Muchammad Ilyas Sidiq sebagai paman dari Panglima Ali Basah Sentot Prawirodirjo sebenarnya juga sangat ingin ikut berjuang mengusir penjajah belanda dari tanah Jawa akan tetapi karena keterbatasan kondisi fisiknya mengakibatkan beliau tidak kuasa karena cacat pada kaki hingga beliau tidak mampu berjalan atau lumpuh. Tetapi karena besarnya kecintaan beliau kepada tanah kelahiran dan semampu beliau dalam ikut andil berjuang membuat beliau kemudian mendirikan sebuah perguruan kanuragan diperuntukkan untuk menggembleng para prajurit perang Diponegaran. Perguruan yang didirikan beliau memakai nama Condro Sengkolo dan menjadi titik awal dari sesebutan nama Brayat Ageng Condro Sengkolo. 

Untuk menyamarkan kegiatan perguruan beliau memakai nama sepuh Kanjeng Cipta Ranurumekto atau lebih terkenal dengan sebutan Panembahan Condro Sengkolo. Dari sekian banyak siswanya, dipilih lima siswa andalan yang nantinya digembleng secara khusus untuk dijadikan senopati pengamping untuk Panglima Alibasyah Sentot Prawirodirjo dalam pejuanganya melawan Belanda. Kelima siswa pilihan tersebut adalah : 1) Pangeran Muchammad Sadeli  atau Mbah Sadeli dari daerah Bantul, 2) Raden Mas Komarullah Dzaini atau Mbah komar dari Pamekasan Madura, 3) Dhaeng Maradja Nagarai atau Eyang  Lembu Peteng dari Bugis Sulawesi, 4) Raden Mas Nur Syahid atau Eyang Lembu Seto dari Pengging Boyolali, 5) Syeik Syarifudin Hidayatullah atau Mbah Putih dari Ndemak Bintoro. 

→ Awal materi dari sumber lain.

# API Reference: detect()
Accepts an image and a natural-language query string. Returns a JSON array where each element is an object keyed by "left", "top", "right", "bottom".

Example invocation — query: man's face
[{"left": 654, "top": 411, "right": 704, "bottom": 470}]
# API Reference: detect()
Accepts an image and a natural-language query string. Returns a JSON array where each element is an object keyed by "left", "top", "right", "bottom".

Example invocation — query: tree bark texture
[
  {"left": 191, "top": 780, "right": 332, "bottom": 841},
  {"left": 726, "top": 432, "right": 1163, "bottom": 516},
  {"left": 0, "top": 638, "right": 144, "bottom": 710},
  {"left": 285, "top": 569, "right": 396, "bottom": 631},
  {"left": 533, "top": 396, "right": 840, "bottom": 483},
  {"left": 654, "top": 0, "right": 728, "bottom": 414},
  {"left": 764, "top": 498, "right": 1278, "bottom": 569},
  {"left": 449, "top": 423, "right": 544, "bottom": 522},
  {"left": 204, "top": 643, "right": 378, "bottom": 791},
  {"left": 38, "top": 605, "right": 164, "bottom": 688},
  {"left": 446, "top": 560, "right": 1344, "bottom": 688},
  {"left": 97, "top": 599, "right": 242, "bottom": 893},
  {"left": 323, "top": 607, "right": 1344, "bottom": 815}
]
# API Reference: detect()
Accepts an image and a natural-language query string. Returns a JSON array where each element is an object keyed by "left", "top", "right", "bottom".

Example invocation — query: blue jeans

Dari hasil gemblengan Eyang Panembahan Condro Sengkolo maka kelima siswa pilihan tersebut jadilah siswa yang pinunjul, memiliki kesaktian yang tinggi dan diwarisi satu ilmu andalan yaitu Ilmu “Panca Wara” atau “Lima Pukulan Badai” . Masing-masing dari beliau juga dibekali pusaka keris diantaranya : 1) Keris Kiyai Modhang Kecu milik Ki Sadeli, 2). Keris Kiyai Sembur milik Mbah Komar, 3) Keris Kiyai Sungsang milik Eyang Lembu Peteng, 4) Keris Kiyai Sabuk Tampar milik Eyang Lembu Seto dan 5) Keris Kiyai Pekik Tanding milik Mbah Putih.  Disamping mempunyai piandel keris yang ampuh juga juga dibekali dengan jimatan berupa Mustiko Jagad yang dipakai Mbah Sadeli, Mimis Kiyai sikumbang yang dipakai Eyang Lembu Seto, serta amalan Ke’re Wojo yang dirasuk Mbah Putih sehingga beliau kebal segala senjata.

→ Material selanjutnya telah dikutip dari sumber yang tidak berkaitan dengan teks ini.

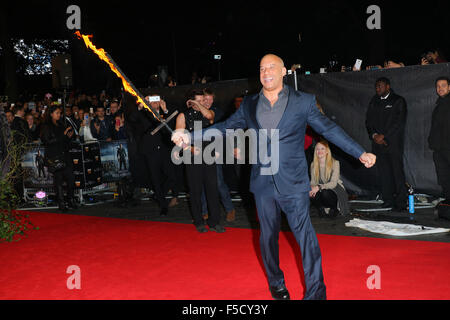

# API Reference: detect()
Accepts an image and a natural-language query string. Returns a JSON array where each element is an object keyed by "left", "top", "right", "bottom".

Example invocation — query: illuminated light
[
  {"left": 75, "top": 31, "right": 159, "bottom": 120},
  {"left": 35, "top": 191, "right": 47, "bottom": 200}
]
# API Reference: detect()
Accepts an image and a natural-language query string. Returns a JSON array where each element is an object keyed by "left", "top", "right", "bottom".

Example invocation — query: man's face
[
  {"left": 26, "top": 114, "right": 34, "bottom": 127},
  {"left": 375, "top": 81, "right": 390, "bottom": 97},
  {"left": 436, "top": 80, "right": 450, "bottom": 97},
  {"left": 6, "top": 111, "right": 14, "bottom": 124},
  {"left": 95, "top": 108, "right": 105, "bottom": 119},
  {"left": 234, "top": 97, "right": 244, "bottom": 110},
  {"left": 109, "top": 102, "right": 119, "bottom": 114},
  {"left": 259, "top": 55, "right": 286, "bottom": 91},
  {"left": 150, "top": 94, "right": 161, "bottom": 110},
  {"left": 203, "top": 94, "right": 214, "bottom": 109}
]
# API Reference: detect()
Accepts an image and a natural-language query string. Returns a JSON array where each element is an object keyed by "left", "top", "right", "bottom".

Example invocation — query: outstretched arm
[{"left": 307, "top": 97, "right": 376, "bottom": 168}]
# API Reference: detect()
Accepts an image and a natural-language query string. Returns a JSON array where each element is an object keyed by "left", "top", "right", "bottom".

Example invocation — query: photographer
[
  {"left": 428, "top": 77, "right": 450, "bottom": 204},
  {"left": 41, "top": 105, "right": 77, "bottom": 211},
  {"left": 90, "top": 106, "right": 112, "bottom": 141},
  {"left": 135, "top": 94, "right": 178, "bottom": 216}
]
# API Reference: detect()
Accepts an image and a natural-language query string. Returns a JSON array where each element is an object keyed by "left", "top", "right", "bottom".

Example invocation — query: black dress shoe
[
  {"left": 270, "top": 286, "right": 291, "bottom": 300},
  {"left": 159, "top": 208, "right": 169, "bottom": 217}
]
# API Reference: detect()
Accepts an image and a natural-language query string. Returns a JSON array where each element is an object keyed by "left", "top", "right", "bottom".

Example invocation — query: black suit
[
  {"left": 130, "top": 109, "right": 178, "bottom": 208},
  {"left": 428, "top": 94, "right": 450, "bottom": 202},
  {"left": 11, "top": 116, "right": 31, "bottom": 199},
  {"left": 366, "top": 89, "right": 407, "bottom": 209}
]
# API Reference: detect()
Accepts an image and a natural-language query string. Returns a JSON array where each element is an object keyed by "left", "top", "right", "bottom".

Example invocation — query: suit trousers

Kelima siswa Condro Sengkolo selalu setia nderekke Panglima Ali Basah Sentot Prawirodirjo dalam setiap pertempuran, namun sekuat dan sesakti apapun kelima siswa Condro Sengkolo dalam mengawal Panglima Ali Basah Sentot Prawirodirjo tetap saja apes dan bisa dikalahkan karena pengkhianatan dari bangsa sendiri. Peristiwa ini terjadi kala adanya geger pertempuran Pecahnya Benteng Nanggulan yang sengaja diumpankan Belanda untuk mudah diserang Pasukan Bulkiyah dan setelah benteng terkuasai Belanda mengurung dari segala penjuru hingga hancurlah kekuatan pasukan Bulkiyah. Untung dalam pertempuran itu Panglima Ali Basah Sentot Prawirodirjo bisa diselamatkan dan meloloskan diri berkat perejuangan habis-habisan dari kelima siswa Condro Sengkolo. Kelima siswa Condro Sengkolo berlari kearah timur namun karena kudanya sudah kelelahan akhirnya empat siswa berhasil ditangkap yaitu Mbah putih, Eyang Lembu Seto, Eyang Lembu Peteng dan Mbah Komar semetara Mbah Sadeli masih berusaha lari ke utara ke arah lereng Gunung Merapi dengan terus dikejar serdadu Belanda. Eyang Lembu Peteng ditembak mati, Mbah Komar digantung karena ditembak tidak mempan, Eyang Lembu Seto digantung tidak mati, ditembak juga tidak mempan akhirnya dibenamkan di sendang yang berlumpur hingga meninggal, Mbah putih juga wulet nyawanya diapa-apain tidak mati-mati, berbagai cara sudah dicoba diketahui juga kelemahanya yaitu di belakang telingga kiri yang tidak kebal, dan kala beliau sembahyang di watu kumaloso pas bersujud beliau ditembak di belakang telinga hungga tewaslah beliau. 

 Serdadu Belanda

Mbah Sadeli yang paling heroik, dikejar terus oleh serdadu Belanda hingga sampai daerah Jurang Jero lereng Merapi dan disitulah kudanya sudah tidak kuat lagi berlari. Mbah Sadeli lalu tetap memacukan kudanya nyemplung ke jurang dan bersembunyi di ujung jurang yang menyempit. Belanda tidak mau melepaskan buruanya hingga terus mengejar dan terus menembaki dari atas tebing. Dalam kondisi terjepit Mbah Sadli berdoa mohon kiranya bila memang hari itu menjadi akhir hidupnya beliau minta mati bersama dengan musuh yang menyerangnya, doa beliau dikabulkan dan dengan sepenuh tenaga beliau mengamalkan Ilmu Panca Wara dan dihantampan ke kiri kanan tebung hingga tebing longsor mengubur Mbah Sadeli beserta serdadu belanda tang mengejarnya. Dari longsoran tebing itu mengalir darah dari Mbah Sadli dan para serdadu Balanda yang menempel di batu hingga kini tidak hilang hingga tempat tersebut dinamakan Jurang Watu Abang.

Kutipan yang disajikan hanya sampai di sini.